Interpretive Summary: Reliably estimating surface energy fluxes from agricultural fields requires knowledge of surface cover to characterize surface roughness and resistance to heat transfer. Typical surfaces include green vegetation, senescent vegetation, and bare soil. Using spectral vegetation indices, remote sensing measurements in the visible and near-infrared bands (VNIR) can detect green vegetation but cannot distinguish senescent vegetation from bare soil. A method using multi-band thermal infrared data, known as thermal emissivity contrast, can make this distinction. The method and its application in a Southern Great Plains 1997 study at El Reno, Oklahoma, are described. By combining emissivity contrast data with a VNIR vegetation data, it is possible to distinguish between green vegetation, senescent vegetation, and bare soil.

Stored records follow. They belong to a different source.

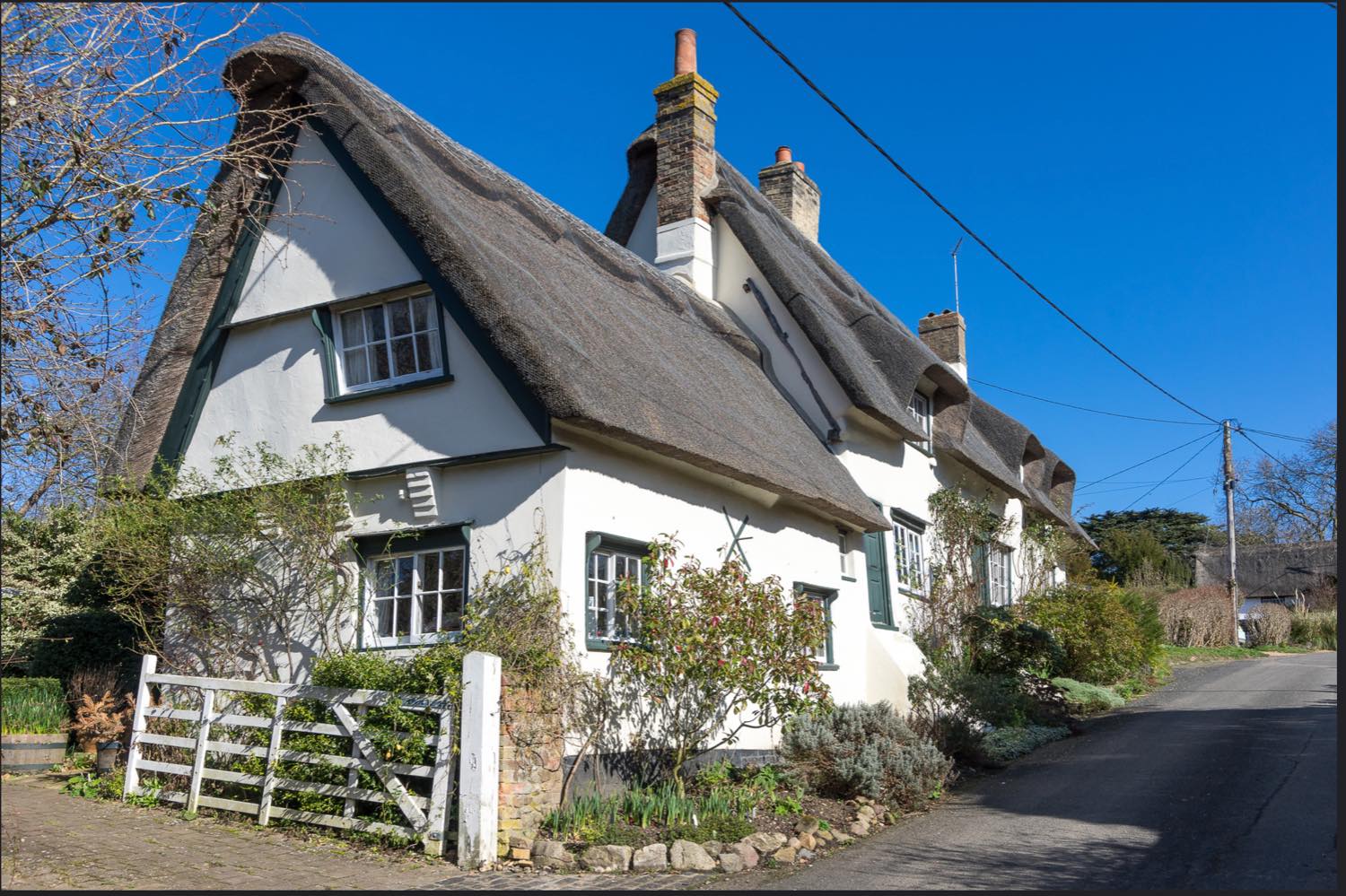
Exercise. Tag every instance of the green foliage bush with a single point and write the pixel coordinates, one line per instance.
(863, 750)
(1106, 635)
(1268, 624)
(1088, 699)
(32, 707)
(1004, 744)
(1314, 629)
(1001, 643)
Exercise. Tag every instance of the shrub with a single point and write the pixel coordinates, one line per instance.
(1267, 624)
(998, 642)
(1100, 635)
(1314, 629)
(1004, 744)
(1197, 618)
(863, 748)
(1088, 699)
(32, 707)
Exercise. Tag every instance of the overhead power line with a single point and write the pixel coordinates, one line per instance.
(1203, 447)
(1163, 454)
(1280, 435)
(953, 217)
(1093, 411)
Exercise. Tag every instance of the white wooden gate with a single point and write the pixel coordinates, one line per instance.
(424, 814)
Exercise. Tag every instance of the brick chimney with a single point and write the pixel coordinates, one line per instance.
(947, 335)
(793, 193)
(686, 169)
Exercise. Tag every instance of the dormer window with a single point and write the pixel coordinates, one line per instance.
(920, 409)
(385, 342)
(388, 342)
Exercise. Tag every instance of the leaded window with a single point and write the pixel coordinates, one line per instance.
(416, 597)
(390, 342)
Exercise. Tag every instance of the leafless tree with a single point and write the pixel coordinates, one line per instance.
(1291, 498)
(113, 123)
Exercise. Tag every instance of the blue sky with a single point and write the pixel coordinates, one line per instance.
(1166, 172)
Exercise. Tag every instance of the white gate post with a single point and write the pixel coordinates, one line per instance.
(479, 775)
(148, 664)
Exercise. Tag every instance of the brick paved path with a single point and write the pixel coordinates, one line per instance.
(53, 841)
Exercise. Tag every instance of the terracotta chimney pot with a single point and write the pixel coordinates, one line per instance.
(684, 51)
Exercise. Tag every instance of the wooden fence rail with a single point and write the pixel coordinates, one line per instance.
(424, 815)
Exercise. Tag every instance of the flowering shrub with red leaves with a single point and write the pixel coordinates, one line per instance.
(713, 654)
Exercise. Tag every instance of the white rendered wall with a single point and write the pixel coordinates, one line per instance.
(643, 237)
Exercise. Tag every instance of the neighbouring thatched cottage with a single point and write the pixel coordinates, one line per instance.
(497, 366)
(1271, 573)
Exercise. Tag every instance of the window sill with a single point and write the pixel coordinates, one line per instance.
(925, 449)
(450, 637)
(387, 390)
(603, 645)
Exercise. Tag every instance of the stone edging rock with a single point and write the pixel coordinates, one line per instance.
(686, 856)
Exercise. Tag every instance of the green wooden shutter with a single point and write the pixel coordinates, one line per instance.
(877, 576)
(980, 570)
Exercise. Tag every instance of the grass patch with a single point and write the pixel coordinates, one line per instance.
(1197, 654)
(1006, 744)
(1088, 699)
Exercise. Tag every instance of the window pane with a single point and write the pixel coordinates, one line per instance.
(452, 618)
(357, 368)
(430, 570)
(404, 575)
(427, 352)
(400, 317)
(404, 615)
(404, 357)
(384, 618)
(384, 578)
(379, 361)
(374, 323)
(430, 613)
(352, 328)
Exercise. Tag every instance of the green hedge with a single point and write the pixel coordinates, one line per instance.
(1106, 634)
(32, 707)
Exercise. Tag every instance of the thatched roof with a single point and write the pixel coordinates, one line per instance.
(874, 357)
(599, 336)
(1270, 570)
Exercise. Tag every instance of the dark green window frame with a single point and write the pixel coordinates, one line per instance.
(826, 596)
(368, 548)
(982, 565)
(877, 578)
(325, 322)
(595, 541)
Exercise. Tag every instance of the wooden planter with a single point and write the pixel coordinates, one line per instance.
(31, 752)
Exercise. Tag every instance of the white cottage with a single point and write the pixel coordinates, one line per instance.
(501, 369)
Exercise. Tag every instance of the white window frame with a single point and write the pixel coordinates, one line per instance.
(417, 591)
(607, 586)
(920, 408)
(910, 541)
(433, 335)
(999, 575)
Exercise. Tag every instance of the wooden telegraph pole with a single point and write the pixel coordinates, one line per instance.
(1229, 524)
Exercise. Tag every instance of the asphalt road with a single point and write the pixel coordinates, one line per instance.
(1227, 779)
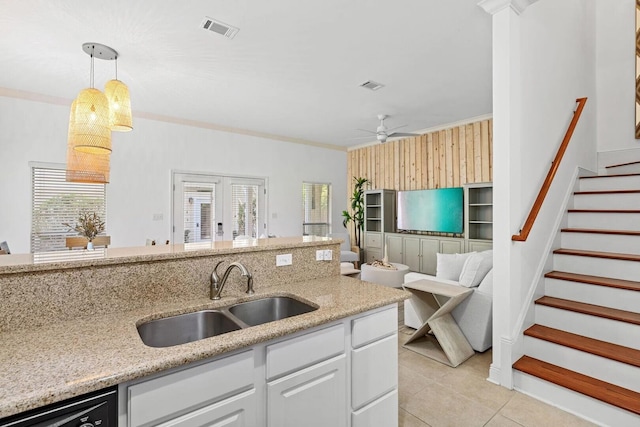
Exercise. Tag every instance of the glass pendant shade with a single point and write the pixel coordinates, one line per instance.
(119, 106)
(91, 130)
(81, 166)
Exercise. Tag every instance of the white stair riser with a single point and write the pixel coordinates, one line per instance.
(611, 371)
(617, 243)
(635, 168)
(584, 406)
(607, 201)
(605, 221)
(599, 328)
(594, 266)
(610, 183)
(621, 299)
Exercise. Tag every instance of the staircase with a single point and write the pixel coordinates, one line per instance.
(583, 352)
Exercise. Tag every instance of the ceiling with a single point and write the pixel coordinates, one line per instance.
(292, 71)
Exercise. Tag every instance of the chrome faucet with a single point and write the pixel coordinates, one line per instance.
(217, 284)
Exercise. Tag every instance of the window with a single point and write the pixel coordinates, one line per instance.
(56, 202)
(316, 209)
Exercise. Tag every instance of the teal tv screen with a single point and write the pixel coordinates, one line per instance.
(438, 210)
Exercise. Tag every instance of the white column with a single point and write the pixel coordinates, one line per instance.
(507, 119)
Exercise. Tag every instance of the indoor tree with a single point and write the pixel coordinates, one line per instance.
(357, 209)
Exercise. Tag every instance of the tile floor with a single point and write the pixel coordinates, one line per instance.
(435, 395)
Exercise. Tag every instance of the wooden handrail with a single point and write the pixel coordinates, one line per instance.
(533, 214)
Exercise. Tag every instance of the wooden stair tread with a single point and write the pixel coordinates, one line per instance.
(612, 176)
(589, 386)
(595, 280)
(621, 164)
(605, 349)
(607, 192)
(590, 309)
(601, 231)
(598, 254)
(603, 211)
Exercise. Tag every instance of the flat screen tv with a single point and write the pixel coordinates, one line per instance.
(439, 210)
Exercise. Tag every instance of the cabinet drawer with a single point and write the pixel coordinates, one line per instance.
(189, 388)
(306, 350)
(381, 413)
(374, 371)
(240, 410)
(374, 326)
(373, 240)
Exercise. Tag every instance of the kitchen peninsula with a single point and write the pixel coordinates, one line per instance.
(69, 328)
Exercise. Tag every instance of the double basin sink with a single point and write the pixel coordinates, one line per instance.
(184, 328)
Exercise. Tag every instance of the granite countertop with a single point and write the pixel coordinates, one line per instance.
(48, 364)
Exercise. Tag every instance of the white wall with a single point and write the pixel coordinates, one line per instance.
(141, 165)
(615, 61)
(546, 63)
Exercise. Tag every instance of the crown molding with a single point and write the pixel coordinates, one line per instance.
(494, 6)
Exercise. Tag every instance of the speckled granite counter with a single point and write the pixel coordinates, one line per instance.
(56, 357)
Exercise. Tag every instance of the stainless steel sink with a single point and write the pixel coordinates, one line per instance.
(269, 309)
(185, 328)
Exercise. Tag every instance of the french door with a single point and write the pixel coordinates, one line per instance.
(210, 207)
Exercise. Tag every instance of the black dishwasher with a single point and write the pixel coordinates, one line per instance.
(97, 409)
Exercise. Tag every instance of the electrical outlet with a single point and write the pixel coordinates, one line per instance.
(284, 259)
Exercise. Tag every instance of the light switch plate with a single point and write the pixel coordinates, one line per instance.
(284, 259)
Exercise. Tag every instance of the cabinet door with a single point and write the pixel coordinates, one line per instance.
(451, 246)
(237, 411)
(411, 252)
(312, 397)
(394, 249)
(429, 260)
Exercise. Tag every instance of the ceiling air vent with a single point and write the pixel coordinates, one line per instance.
(370, 84)
(219, 27)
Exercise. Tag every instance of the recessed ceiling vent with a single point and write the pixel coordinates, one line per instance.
(370, 84)
(219, 27)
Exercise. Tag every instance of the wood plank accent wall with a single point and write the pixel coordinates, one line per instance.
(445, 158)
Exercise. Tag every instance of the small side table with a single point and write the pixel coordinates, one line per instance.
(381, 276)
(448, 344)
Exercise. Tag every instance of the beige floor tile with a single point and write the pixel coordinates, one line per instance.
(410, 383)
(500, 421)
(405, 419)
(424, 366)
(476, 388)
(441, 406)
(531, 412)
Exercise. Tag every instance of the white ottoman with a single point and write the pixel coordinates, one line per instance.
(381, 276)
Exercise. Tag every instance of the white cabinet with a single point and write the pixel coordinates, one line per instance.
(374, 369)
(304, 379)
(419, 253)
(312, 397)
(237, 411)
(165, 398)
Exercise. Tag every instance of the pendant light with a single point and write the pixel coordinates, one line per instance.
(81, 166)
(91, 130)
(119, 104)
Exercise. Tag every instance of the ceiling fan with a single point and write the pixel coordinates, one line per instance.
(382, 132)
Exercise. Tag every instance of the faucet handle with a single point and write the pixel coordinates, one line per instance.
(215, 279)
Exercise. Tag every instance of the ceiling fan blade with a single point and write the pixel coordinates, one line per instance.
(397, 127)
(367, 130)
(399, 134)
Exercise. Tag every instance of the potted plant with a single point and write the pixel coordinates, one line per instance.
(357, 209)
(89, 226)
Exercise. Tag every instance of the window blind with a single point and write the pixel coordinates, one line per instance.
(316, 209)
(244, 202)
(55, 202)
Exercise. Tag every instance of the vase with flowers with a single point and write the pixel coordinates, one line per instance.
(89, 225)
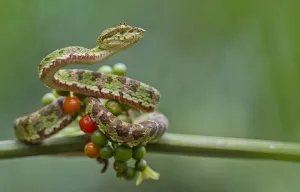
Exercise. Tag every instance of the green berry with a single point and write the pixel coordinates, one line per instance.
(99, 139)
(123, 153)
(130, 173)
(105, 69)
(124, 118)
(48, 98)
(119, 175)
(61, 93)
(140, 165)
(120, 69)
(138, 152)
(120, 166)
(106, 152)
(114, 107)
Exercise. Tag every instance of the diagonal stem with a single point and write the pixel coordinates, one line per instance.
(179, 144)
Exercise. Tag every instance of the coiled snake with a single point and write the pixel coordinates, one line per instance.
(42, 124)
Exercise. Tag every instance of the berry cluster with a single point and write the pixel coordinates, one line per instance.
(99, 147)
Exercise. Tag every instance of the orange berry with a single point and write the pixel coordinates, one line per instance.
(91, 150)
(71, 104)
(87, 125)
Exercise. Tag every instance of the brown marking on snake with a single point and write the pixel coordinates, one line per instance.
(122, 131)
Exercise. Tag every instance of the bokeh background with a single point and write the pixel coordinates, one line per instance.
(224, 68)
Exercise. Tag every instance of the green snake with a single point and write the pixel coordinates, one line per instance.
(49, 120)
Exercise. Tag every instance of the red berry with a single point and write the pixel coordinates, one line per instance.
(91, 150)
(71, 104)
(87, 125)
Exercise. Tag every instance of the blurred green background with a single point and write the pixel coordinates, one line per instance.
(224, 68)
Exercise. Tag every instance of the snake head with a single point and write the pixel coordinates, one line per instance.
(120, 37)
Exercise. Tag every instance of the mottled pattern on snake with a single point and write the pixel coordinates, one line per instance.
(132, 134)
(136, 94)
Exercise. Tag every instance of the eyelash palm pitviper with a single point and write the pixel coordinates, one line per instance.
(40, 125)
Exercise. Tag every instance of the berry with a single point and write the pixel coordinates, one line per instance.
(120, 166)
(130, 173)
(106, 152)
(48, 98)
(123, 153)
(138, 152)
(99, 139)
(140, 165)
(87, 125)
(91, 150)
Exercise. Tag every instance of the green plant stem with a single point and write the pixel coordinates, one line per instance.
(179, 144)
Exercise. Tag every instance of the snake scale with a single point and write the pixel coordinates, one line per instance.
(49, 120)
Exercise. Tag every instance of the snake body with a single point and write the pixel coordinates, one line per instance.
(37, 126)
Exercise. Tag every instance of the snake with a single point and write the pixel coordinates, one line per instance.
(35, 127)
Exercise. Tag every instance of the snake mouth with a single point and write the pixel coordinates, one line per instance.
(120, 37)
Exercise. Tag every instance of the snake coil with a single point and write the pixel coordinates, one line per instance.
(40, 125)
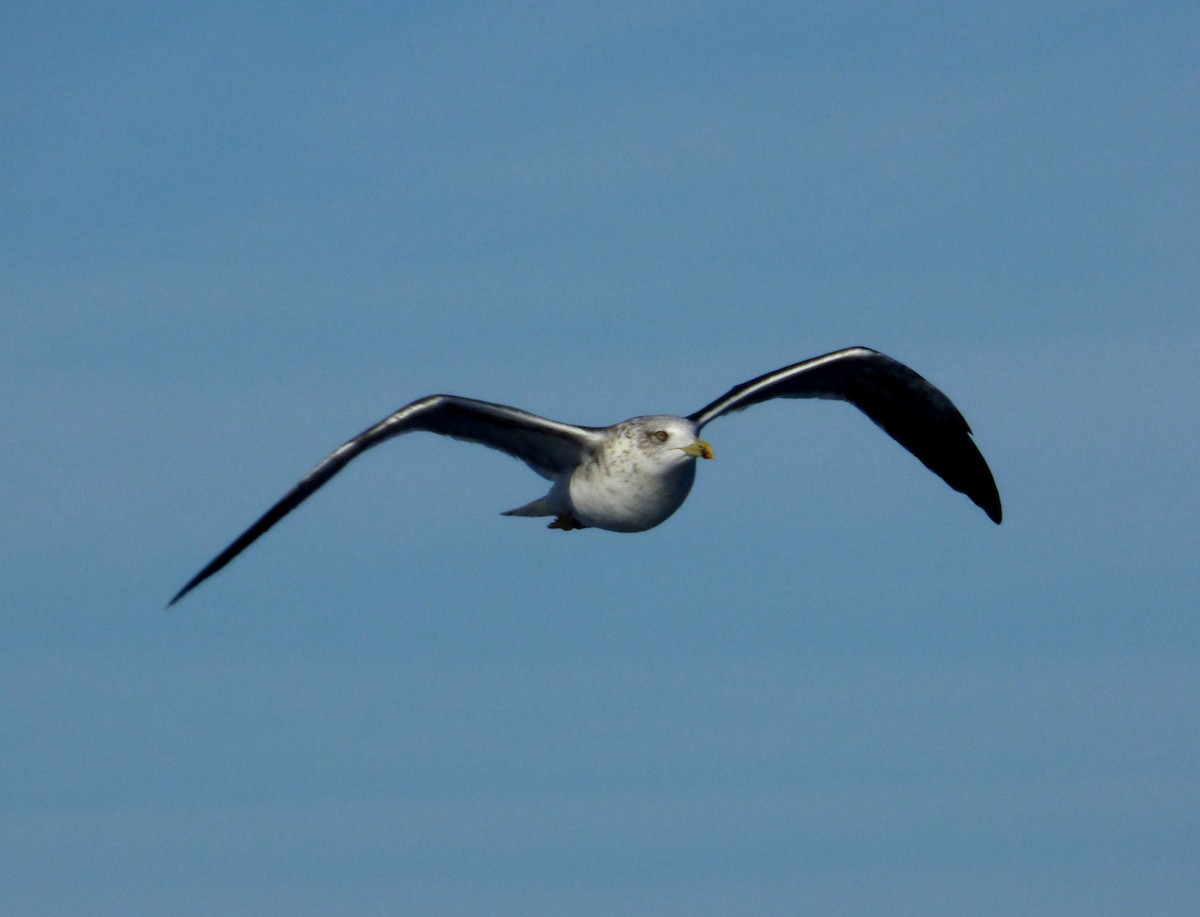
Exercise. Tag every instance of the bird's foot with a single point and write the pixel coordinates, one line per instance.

Technical Abstract: A remote sensing method utilizing multi-band thermal infrared (8-12um) imagery is described that discriminates between senescent vegetation, and bare soil. This discrimination is achieved by computing thermal band emissivities from a temperature-emissivity separation algorithm and then classifying surface features based upon spectral emissivity contrast. In a study of rangelands and wheat fields in central Oklahoma, the range of these spectral emissivities is diagnostic of the presence, or the absence of, surface vegetative cover. A large range of emissivities, approximately greater than 0.03, is indicative of bare soil; while a low range, less than 0.02, is indicative of vegetative cover. When knowledge of the emissivity range is combined with a vegetation index, such as NDVI, the surface may be classified by a ternary system: bare soil, green vegetation, and senescent vegetation. Discrimination between bare soil and soil covered with senescent vegetation using emissivity contrast should be feasible in other settings. The benefit of this technique is that heat flux predictions can be based upon a more accurate surface representation than otherwise provided by visible and near-infrared land classification schemes.